Maintenance wash for me is a bit of Radox Shower Gel and a quick shower.

Full wash is; hair cut, nose and ear trim,back sack and crack wax, Head and Shoulders shampoo on bald head,Source Mint Shower gel, and a shave, followed by a wax using Johnson's finest baby oil applied out of direct sunlight.

The reflection shots are always rubbish but I think that is down to the condition of the bodywork rather than the products used.


----------



## mb1 (Oct 5, 2016)

Do I clean the plastic with surface with HD blit hamber first then dry with clean cloth panel Wipe.


----------



## mb1 (Oct 5, 2016)

I Do and Dub a cotton make pad with C4 and apply


----------



## Benfr16 (Dec 3, 2016)

For me it's a Pre wash + PW, 2BM, wheels, dry, interior wipe and vac, windows and tyres! Something I do once a week as I have no outdoor water source mon - fri/sat and not too much time on a Sunday. 

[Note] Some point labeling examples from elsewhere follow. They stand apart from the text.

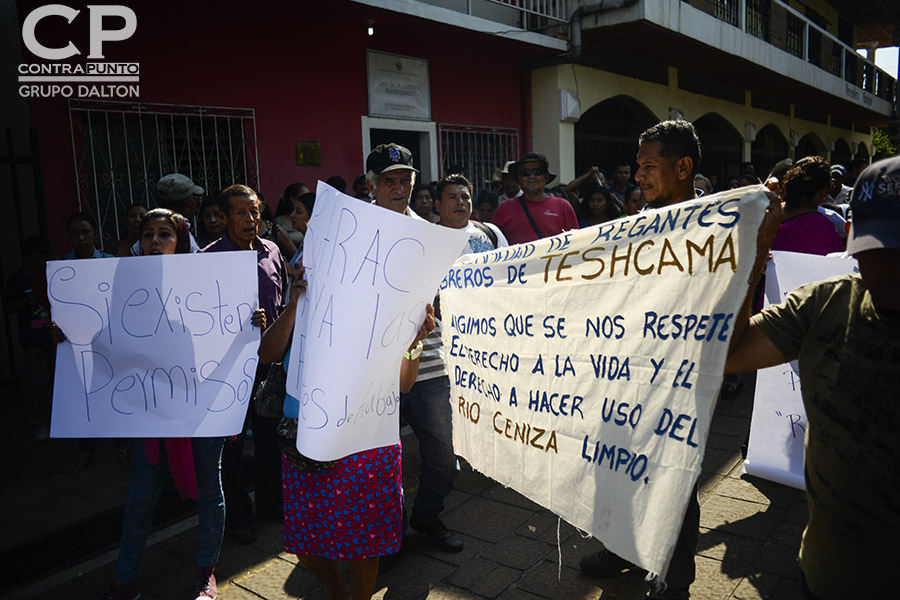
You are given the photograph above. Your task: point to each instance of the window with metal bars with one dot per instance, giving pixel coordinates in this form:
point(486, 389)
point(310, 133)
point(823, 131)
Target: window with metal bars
point(476, 150)
point(122, 149)
point(758, 18)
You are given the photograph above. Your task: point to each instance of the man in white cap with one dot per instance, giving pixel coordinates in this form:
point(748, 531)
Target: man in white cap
point(390, 177)
point(177, 192)
point(845, 334)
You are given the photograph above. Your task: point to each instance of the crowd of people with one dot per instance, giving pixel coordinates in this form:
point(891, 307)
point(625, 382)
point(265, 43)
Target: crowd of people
point(845, 333)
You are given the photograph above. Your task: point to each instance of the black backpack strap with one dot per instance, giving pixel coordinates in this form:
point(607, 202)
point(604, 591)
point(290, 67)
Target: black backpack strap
point(488, 231)
point(531, 220)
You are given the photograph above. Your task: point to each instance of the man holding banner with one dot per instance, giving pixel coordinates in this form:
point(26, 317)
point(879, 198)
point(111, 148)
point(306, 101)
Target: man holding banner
point(390, 176)
point(242, 212)
point(845, 334)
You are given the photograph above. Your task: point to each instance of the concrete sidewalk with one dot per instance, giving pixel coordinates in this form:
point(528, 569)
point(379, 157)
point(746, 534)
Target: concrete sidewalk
point(749, 539)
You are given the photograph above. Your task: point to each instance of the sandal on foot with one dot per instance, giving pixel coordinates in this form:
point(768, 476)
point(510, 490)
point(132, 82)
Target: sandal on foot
point(604, 564)
point(123, 455)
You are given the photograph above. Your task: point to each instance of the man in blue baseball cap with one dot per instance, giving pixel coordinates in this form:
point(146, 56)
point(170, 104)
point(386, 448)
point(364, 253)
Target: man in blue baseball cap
point(845, 334)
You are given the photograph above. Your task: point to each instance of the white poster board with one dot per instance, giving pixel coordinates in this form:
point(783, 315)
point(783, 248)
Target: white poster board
point(584, 368)
point(370, 274)
point(398, 86)
point(157, 346)
point(778, 424)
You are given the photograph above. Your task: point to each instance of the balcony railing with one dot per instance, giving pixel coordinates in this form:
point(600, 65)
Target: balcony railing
point(530, 15)
point(780, 25)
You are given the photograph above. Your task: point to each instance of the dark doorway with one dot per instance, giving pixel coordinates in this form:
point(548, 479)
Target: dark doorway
point(608, 133)
point(769, 147)
point(720, 148)
point(407, 139)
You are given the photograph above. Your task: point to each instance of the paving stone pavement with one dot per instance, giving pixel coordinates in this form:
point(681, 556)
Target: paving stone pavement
point(514, 550)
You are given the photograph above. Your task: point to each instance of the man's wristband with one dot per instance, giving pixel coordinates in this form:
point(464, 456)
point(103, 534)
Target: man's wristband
point(415, 353)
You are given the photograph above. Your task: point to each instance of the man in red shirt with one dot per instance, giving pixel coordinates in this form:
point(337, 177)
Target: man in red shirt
point(535, 214)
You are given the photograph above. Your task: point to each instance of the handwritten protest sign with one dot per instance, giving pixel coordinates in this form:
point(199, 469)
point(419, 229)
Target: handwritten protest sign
point(778, 425)
point(584, 367)
point(370, 273)
point(157, 346)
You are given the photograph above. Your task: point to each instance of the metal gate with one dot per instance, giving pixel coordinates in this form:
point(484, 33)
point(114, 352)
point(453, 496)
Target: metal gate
point(477, 150)
point(121, 149)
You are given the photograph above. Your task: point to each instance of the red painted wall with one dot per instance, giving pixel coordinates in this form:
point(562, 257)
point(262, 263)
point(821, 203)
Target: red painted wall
point(300, 66)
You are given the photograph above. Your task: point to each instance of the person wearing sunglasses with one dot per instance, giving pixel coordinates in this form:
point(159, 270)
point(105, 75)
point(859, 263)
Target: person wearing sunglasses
point(535, 214)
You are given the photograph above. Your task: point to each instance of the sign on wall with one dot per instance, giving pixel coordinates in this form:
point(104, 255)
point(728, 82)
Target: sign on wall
point(778, 426)
point(398, 86)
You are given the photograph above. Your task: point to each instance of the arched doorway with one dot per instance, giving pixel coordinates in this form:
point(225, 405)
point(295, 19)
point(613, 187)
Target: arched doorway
point(769, 147)
point(608, 132)
point(720, 148)
point(809, 145)
point(841, 154)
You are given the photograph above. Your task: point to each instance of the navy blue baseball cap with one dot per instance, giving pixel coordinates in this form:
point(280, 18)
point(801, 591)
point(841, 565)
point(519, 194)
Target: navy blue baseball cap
point(875, 203)
point(389, 157)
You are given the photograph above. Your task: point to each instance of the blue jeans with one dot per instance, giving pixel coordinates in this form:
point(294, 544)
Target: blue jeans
point(427, 410)
point(143, 493)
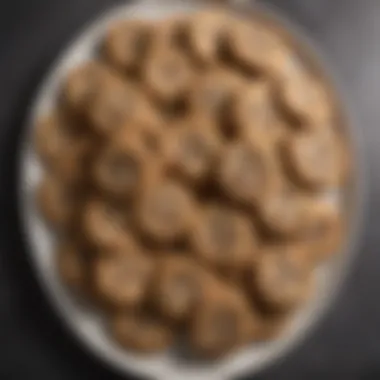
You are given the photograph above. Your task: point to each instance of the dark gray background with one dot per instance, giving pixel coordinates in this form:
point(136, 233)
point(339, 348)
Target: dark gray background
point(34, 344)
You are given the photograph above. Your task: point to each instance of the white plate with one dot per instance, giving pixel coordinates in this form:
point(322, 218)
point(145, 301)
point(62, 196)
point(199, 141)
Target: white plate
point(87, 325)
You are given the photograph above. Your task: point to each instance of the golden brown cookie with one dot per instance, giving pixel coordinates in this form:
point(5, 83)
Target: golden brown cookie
point(267, 326)
point(323, 230)
point(115, 104)
point(167, 74)
point(191, 149)
point(252, 45)
point(211, 93)
point(63, 149)
point(224, 238)
point(221, 324)
point(58, 202)
point(308, 100)
point(255, 113)
point(106, 225)
point(122, 277)
point(315, 160)
point(83, 82)
point(121, 166)
point(283, 279)
point(165, 210)
point(205, 34)
point(141, 332)
point(127, 44)
point(179, 284)
point(247, 172)
point(284, 211)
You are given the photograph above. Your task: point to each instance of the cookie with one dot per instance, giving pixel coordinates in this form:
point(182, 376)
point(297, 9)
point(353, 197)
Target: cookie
point(114, 105)
point(127, 43)
point(211, 93)
point(179, 284)
point(191, 150)
point(314, 160)
point(167, 75)
point(122, 277)
point(205, 33)
point(255, 113)
point(283, 280)
point(165, 211)
point(246, 172)
point(58, 202)
point(307, 100)
point(106, 225)
point(121, 166)
point(323, 230)
point(221, 323)
point(141, 332)
point(63, 150)
point(224, 238)
point(284, 211)
point(252, 45)
point(83, 82)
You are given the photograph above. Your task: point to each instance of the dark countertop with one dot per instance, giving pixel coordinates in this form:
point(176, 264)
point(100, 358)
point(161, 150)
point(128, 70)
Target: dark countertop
point(34, 344)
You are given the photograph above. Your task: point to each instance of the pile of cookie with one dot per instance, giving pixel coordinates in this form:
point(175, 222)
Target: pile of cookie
point(187, 173)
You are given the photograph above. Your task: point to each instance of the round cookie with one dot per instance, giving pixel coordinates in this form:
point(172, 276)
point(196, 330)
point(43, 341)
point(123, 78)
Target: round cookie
point(247, 172)
point(121, 166)
point(212, 92)
point(141, 332)
point(205, 34)
point(221, 324)
point(127, 43)
point(283, 212)
point(307, 100)
point(167, 74)
point(106, 225)
point(255, 113)
point(83, 82)
point(314, 160)
point(122, 277)
point(165, 211)
point(323, 230)
point(224, 238)
point(178, 287)
point(191, 149)
point(63, 149)
point(58, 202)
point(114, 105)
point(282, 278)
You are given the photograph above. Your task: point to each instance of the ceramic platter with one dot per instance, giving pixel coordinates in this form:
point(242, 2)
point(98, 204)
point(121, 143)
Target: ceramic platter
point(86, 324)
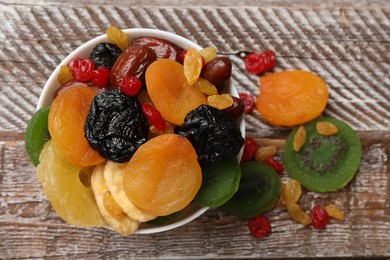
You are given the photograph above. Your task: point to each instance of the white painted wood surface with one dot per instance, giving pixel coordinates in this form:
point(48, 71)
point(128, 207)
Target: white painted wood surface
point(345, 42)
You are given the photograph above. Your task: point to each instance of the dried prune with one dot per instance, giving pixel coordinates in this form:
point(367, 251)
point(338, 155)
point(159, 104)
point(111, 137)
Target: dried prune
point(164, 49)
point(214, 135)
point(116, 126)
point(105, 54)
point(132, 62)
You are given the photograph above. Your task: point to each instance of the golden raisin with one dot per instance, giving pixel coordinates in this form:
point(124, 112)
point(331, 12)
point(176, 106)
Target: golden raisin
point(291, 192)
point(65, 75)
point(205, 87)
point(326, 128)
point(118, 37)
point(208, 53)
point(334, 212)
point(220, 101)
point(263, 152)
point(193, 63)
point(112, 206)
point(299, 138)
point(297, 214)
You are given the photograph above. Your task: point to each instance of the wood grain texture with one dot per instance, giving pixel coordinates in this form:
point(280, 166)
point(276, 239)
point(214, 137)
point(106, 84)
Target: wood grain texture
point(347, 44)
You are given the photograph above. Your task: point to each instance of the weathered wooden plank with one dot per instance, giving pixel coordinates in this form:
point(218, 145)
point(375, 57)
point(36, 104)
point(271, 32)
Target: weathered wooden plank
point(29, 227)
point(348, 47)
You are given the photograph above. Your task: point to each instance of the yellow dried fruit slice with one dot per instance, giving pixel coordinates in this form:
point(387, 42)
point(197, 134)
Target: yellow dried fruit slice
point(61, 184)
point(220, 101)
point(192, 65)
point(108, 207)
point(202, 85)
point(113, 176)
point(118, 37)
point(264, 152)
point(297, 214)
point(208, 53)
point(291, 192)
point(299, 138)
point(335, 212)
point(326, 128)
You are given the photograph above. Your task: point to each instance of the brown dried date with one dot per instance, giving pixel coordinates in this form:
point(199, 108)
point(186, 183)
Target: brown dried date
point(218, 72)
point(164, 49)
point(132, 62)
point(236, 110)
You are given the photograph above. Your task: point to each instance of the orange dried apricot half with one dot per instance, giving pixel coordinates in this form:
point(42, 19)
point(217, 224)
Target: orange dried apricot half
point(291, 98)
point(170, 92)
point(66, 121)
point(163, 176)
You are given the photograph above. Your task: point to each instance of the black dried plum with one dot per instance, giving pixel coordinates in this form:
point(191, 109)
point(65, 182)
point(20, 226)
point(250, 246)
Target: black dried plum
point(214, 135)
point(105, 54)
point(115, 125)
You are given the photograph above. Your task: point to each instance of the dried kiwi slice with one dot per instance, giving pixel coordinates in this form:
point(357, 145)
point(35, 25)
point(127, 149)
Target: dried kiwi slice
point(37, 134)
point(258, 191)
point(325, 162)
point(219, 183)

Occasionally I go a bit further by using a polish and/ or wax and sometimes window seal 

Rarely I do a full detail with decon and clay, washes, DA and wax


----------



## brooklandsracer (Mar 3, 2017)

shine247 said:


> Afternoon All,
> 
> This is something we all see mentioned regularly but as I see it with different meaning.
> I have seen it said that someome does a full decon twice a year with maintenance washes between, others say they did a "quick" maintenance wash. To me a wash is a wash which generally includes a pre wash, pressure wash, tbm, quite often a coat of QD, wheels, barrels, calipers and arches are done also. You could say this is a maintenance wash as it is maintaining the look and finish but that is as close can I say I get to one.
> ...


I get where you are coming from as a wash is a wash but for some reason it gets labelled a maintenence wash and same as Naddy said a detail is really a Valet. I just simply clean the car and if I ever said to anyone that I was going to spend the day detailing my car then I would get laughed at and be labelled some sort of ***** for saying this.
It is just people on this site that use these elaborated words for simply cleaning their car and not the 99.9% for the rest of your country.


----------



## euge07 (Jan 15, 2011)

for me a maintenance wash is your usual wash but with protection top up at the end


----------